Calls for permanent stamp duty cut as market drop predicted

The stamp duty holiday should be made permanent, mortgage advisers have said, amid predictions of a drop in activity when the policy ends.

Brokers received an influx of enquiries after the government announced a temporary cut in residential stamp duty last month, but some advisers have predicted that activity would decrease when the tax threshold falls back to £125,000 in April.

Chris Sykes, mortgage consultant at Private Finance, noted an “inundation” of new clients since the announcement, mostly comprising first-time buyers and homeowners expediting their plans to up- or downsize.

Mr Sykes said: “With so many moving plans forward I think we are going to see a quiet few months April-June next year as everyone will rush to get transactions through by the deadline”.

Andrew Brown, managing director at Bennison Brown, also anticipated a decrease in sales volume in Q2 after the stamp duty holiday ends.

Mr Brown said: “It provides us with a real challenge to resource but a welcomed challenge and we have had back-to-back record written business levels in June and July so we are certainly not complaining about the scheme coming to an end but something we will have to plan for." 

But there have also been calls for the stamp duty break to be made permanent.

On the day the holiday was confirmed, Professor Syed Kamall, academic and research director at the Institute of Economic Affairs, said: “The cut to stamp duty is welcome but why isn’t it permanent?

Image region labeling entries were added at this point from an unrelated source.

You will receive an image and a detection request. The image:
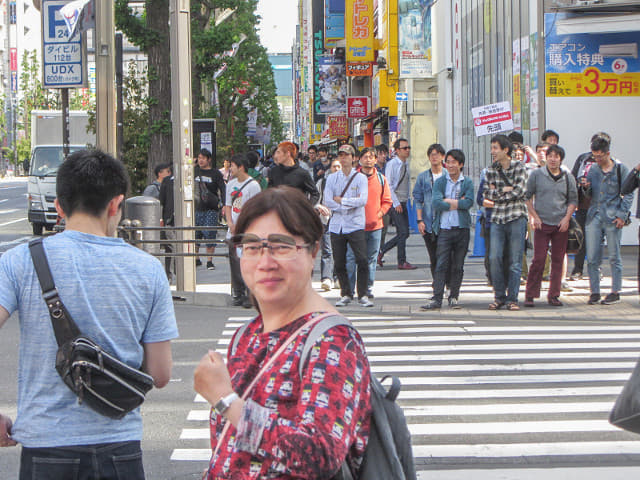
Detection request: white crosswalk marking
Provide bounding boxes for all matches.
[171,316,640,480]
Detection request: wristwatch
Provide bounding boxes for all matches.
[213,392,240,415]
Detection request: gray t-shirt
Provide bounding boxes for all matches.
[0,230,178,448]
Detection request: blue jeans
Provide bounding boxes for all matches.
[19,441,144,480]
[489,217,527,303]
[320,225,333,280]
[347,228,382,291]
[585,215,622,293]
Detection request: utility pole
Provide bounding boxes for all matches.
[95,0,117,157]
[169,0,196,292]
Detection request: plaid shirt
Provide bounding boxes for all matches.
[483,160,527,224]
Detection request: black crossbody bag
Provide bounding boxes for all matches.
[29,238,153,419]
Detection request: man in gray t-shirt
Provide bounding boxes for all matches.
[0,150,178,480]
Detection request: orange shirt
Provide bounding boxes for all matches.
[361,168,393,232]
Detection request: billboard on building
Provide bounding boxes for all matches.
[345,0,374,62]
[545,13,640,97]
[398,0,435,78]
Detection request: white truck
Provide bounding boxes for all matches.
[27,110,96,235]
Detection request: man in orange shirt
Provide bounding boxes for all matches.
[347,147,393,298]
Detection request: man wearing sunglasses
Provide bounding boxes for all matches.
[378,138,417,270]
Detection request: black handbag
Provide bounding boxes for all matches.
[29,238,153,419]
[609,361,640,433]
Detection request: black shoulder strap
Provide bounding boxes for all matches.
[29,238,80,346]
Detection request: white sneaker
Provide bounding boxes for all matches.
[336,295,351,307]
[358,295,373,307]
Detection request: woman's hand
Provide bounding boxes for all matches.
[193,350,238,405]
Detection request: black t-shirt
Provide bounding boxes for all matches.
[193,166,225,211]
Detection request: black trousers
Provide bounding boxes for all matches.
[331,230,369,298]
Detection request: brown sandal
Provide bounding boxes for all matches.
[489,300,505,310]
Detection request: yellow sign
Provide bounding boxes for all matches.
[546,67,640,97]
[344,0,374,62]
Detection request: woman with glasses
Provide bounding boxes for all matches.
[194,187,371,479]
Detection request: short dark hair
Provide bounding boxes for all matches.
[235,185,323,245]
[229,153,249,173]
[56,150,129,217]
[591,136,611,153]
[245,150,260,171]
[153,163,173,178]
[540,130,560,142]
[507,131,524,143]
[491,134,513,155]
[393,138,409,150]
[547,145,565,161]
[444,148,464,165]
[427,143,445,157]
[376,143,389,155]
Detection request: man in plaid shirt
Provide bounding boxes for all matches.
[483,135,527,310]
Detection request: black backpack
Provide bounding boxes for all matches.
[231,315,416,480]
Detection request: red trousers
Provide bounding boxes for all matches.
[525,223,569,298]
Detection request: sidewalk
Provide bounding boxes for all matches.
[182,231,640,321]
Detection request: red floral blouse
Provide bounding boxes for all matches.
[207,313,371,480]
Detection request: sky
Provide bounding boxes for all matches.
[257,0,299,53]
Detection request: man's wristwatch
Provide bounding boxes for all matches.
[213,392,240,415]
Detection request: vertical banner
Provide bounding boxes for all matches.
[345,0,374,62]
[311,0,325,123]
[324,0,345,48]
[398,0,435,78]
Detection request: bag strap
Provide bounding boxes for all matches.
[29,238,80,346]
[209,313,334,462]
[340,171,358,198]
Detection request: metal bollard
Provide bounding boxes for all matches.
[125,197,162,254]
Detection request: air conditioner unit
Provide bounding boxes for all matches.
[599,43,638,58]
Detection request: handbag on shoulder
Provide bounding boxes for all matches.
[29,238,153,419]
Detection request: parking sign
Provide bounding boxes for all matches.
[41,0,87,88]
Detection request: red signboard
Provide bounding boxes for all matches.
[347,97,371,118]
[347,62,373,77]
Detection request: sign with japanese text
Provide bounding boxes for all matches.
[41,0,87,88]
[347,97,371,118]
[471,102,513,137]
[347,62,373,77]
[398,0,435,78]
[545,13,640,97]
[345,0,374,62]
[327,115,349,138]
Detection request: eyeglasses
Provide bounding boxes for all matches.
[230,233,311,260]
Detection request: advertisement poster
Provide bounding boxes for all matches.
[316,56,347,115]
[398,0,435,78]
[545,13,640,97]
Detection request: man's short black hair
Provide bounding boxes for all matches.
[444,148,464,165]
[591,136,611,153]
[393,138,409,150]
[245,150,260,171]
[427,143,445,157]
[540,130,560,142]
[153,163,173,178]
[491,134,513,155]
[229,153,249,173]
[507,131,524,143]
[547,144,565,161]
[56,150,129,217]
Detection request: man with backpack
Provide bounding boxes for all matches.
[580,137,633,305]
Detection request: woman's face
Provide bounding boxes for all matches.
[240,212,317,308]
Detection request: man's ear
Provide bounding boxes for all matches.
[107,194,124,217]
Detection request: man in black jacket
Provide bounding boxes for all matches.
[268,142,320,205]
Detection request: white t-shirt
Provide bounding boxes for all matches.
[224,177,262,238]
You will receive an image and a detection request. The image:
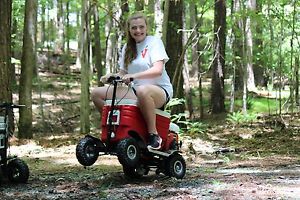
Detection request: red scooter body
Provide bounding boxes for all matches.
[76,78,186,179]
[100,99,174,150]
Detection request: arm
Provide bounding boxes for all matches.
[123,60,164,82]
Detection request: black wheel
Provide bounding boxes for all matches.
[165,153,186,179]
[76,137,99,166]
[123,165,150,179]
[117,138,140,168]
[7,158,29,183]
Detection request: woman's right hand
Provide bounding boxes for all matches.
[100,73,116,83]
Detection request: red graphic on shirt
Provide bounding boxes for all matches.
[142,48,148,58]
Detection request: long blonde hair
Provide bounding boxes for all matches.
[124,12,147,70]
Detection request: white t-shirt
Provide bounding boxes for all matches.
[119,36,173,98]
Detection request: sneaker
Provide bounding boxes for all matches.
[148,133,162,150]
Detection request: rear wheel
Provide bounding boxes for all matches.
[117,138,141,168]
[166,153,186,179]
[7,158,29,183]
[76,137,99,166]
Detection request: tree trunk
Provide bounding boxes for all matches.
[162,0,170,45]
[0,0,12,103]
[166,0,185,113]
[135,0,144,11]
[295,56,300,107]
[211,0,226,114]
[93,4,103,86]
[80,0,90,134]
[19,0,37,138]
[105,1,116,74]
[182,1,193,119]
[245,0,256,91]
[253,0,267,87]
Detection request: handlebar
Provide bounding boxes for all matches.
[0,102,25,109]
[107,76,134,84]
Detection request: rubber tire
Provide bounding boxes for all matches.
[7,158,29,183]
[165,153,186,179]
[76,137,99,166]
[117,138,141,168]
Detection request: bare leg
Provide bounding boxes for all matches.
[137,85,166,134]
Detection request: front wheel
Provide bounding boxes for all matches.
[123,165,150,179]
[117,138,141,168]
[7,158,29,183]
[76,137,99,166]
[166,153,186,179]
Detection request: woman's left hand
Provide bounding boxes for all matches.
[122,74,135,84]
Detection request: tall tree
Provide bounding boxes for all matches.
[245,0,256,91]
[93,3,103,86]
[0,0,12,103]
[80,0,91,134]
[211,0,226,114]
[166,0,185,113]
[253,0,267,87]
[19,0,37,138]
[135,0,144,11]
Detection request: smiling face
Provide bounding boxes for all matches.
[129,17,147,43]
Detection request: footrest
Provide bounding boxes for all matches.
[147,147,178,157]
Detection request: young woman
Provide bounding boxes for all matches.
[92,13,173,149]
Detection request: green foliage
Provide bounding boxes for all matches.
[167,98,207,137]
[226,112,257,124]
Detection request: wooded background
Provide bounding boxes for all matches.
[0,0,300,138]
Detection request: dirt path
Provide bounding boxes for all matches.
[0,143,300,200]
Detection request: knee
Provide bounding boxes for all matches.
[136,86,150,99]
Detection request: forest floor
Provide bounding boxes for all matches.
[0,55,300,200]
[0,122,300,200]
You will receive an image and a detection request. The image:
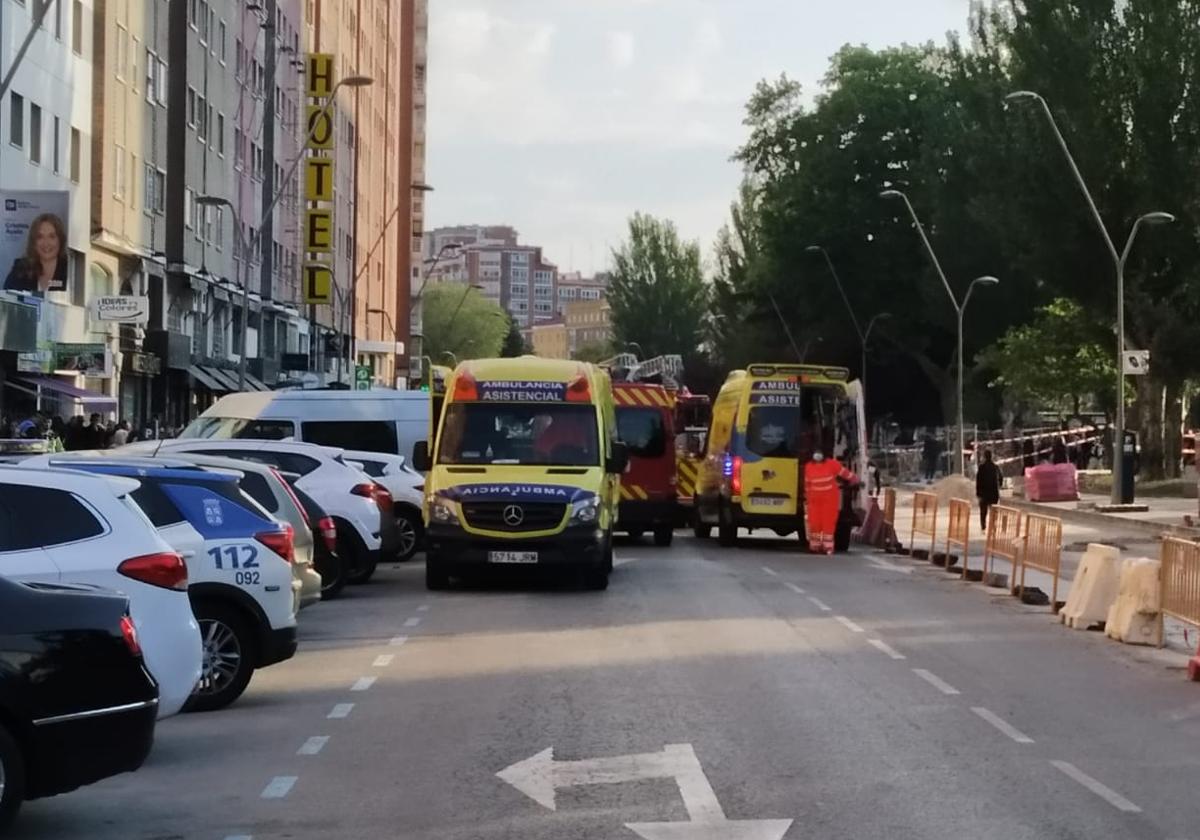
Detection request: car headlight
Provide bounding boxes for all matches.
[430,499,458,524]
[571,497,600,524]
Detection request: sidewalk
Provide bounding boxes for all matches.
[895,485,1200,667]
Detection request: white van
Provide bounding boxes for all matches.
[180,389,430,456]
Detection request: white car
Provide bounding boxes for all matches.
[0,467,202,718]
[342,449,425,560]
[22,452,301,712]
[127,439,396,583]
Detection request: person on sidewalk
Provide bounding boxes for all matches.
[976,449,1004,533]
[804,450,858,554]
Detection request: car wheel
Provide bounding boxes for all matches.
[185,601,258,712]
[313,551,346,601]
[0,726,25,830]
[396,508,425,563]
[425,552,450,592]
[337,526,376,586]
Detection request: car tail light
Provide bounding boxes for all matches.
[317,516,337,551]
[116,551,187,592]
[121,616,142,656]
[254,524,296,563]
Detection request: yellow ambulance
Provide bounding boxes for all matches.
[413,356,628,589]
[695,364,866,546]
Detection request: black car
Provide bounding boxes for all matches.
[0,577,158,829]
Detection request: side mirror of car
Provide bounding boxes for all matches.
[605,440,629,475]
[413,440,433,473]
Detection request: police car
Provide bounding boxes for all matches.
[22,455,301,712]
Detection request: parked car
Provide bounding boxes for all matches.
[126,439,397,583]
[0,577,158,830]
[171,389,430,455]
[342,449,425,562]
[0,467,202,718]
[282,473,347,599]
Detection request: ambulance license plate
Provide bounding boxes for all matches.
[487,551,538,563]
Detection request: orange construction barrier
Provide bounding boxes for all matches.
[1158,536,1200,682]
[908,492,937,556]
[946,499,971,581]
[1018,514,1062,613]
[983,505,1021,582]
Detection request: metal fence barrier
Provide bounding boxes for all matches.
[908,492,937,557]
[1018,514,1062,613]
[1158,536,1200,638]
[946,499,971,580]
[983,505,1021,582]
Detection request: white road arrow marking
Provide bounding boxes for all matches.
[496,744,792,840]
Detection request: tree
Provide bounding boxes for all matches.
[983,298,1116,414]
[500,316,529,359]
[421,283,509,365]
[608,214,708,358]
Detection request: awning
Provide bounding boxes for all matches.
[187,365,229,394]
[20,374,116,409]
[204,367,241,391]
[246,373,271,391]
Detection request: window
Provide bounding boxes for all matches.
[29,102,42,166]
[300,420,400,455]
[0,486,107,552]
[113,146,125,202]
[71,0,83,55]
[617,408,666,458]
[71,128,83,184]
[8,94,25,149]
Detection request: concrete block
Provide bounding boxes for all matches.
[1104,557,1163,647]
[1058,542,1121,630]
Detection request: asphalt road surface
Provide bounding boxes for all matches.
[13,535,1200,840]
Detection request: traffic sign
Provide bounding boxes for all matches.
[354,365,371,391]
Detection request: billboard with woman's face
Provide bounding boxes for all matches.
[0,190,70,298]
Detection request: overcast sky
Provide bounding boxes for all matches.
[426,0,968,272]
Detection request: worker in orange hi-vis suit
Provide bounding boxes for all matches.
[804,451,858,554]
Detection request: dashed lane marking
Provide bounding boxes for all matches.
[971,706,1036,744]
[1050,761,1141,814]
[260,776,300,799]
[833,616,866,632]
[325,703,354,720]
[866,638,905,659]
[912,668,959,695]
[296,736,329,756]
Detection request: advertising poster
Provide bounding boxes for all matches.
[0,190,70,296]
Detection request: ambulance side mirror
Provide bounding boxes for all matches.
[413,440,433,473]
[605,440,629,475]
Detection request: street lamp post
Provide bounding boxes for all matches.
[880,190,1000,475]
[196,76,374,391]
[1004,90,1175,504]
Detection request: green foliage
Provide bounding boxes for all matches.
[982,298,1116,412]
[422,283,509,365]
[608,214,708,358]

It is a destructive, regressive tax that clogs up the housing market and limits labour mobility.

“Making it permanent would get the property market moving and encourage those who want to downsize as well as those looking for family houses, freeing up homes for first-time buyers.” 

Anthony Rose, director at LDNfinance, agreed. He said: “There either needs to be an improvement to the current rules or a version of this holiday should be implemented permanently moving forward.

“If it isn’t, we would expect there to be a natural drop in activity come March. It’s what the market needs in order to fully recuperate, as the stamp duty situation before this holiday was putting people off moving.”

Private Finance’s Mr Sykes said: “I think stamp duty has become more and more of a restrictive tax over the years as house prices have only increased and stamp duty hasn’t banded with the property price changes so personally I would like to see more done by the government and think this stamp duty break should be indefinite”.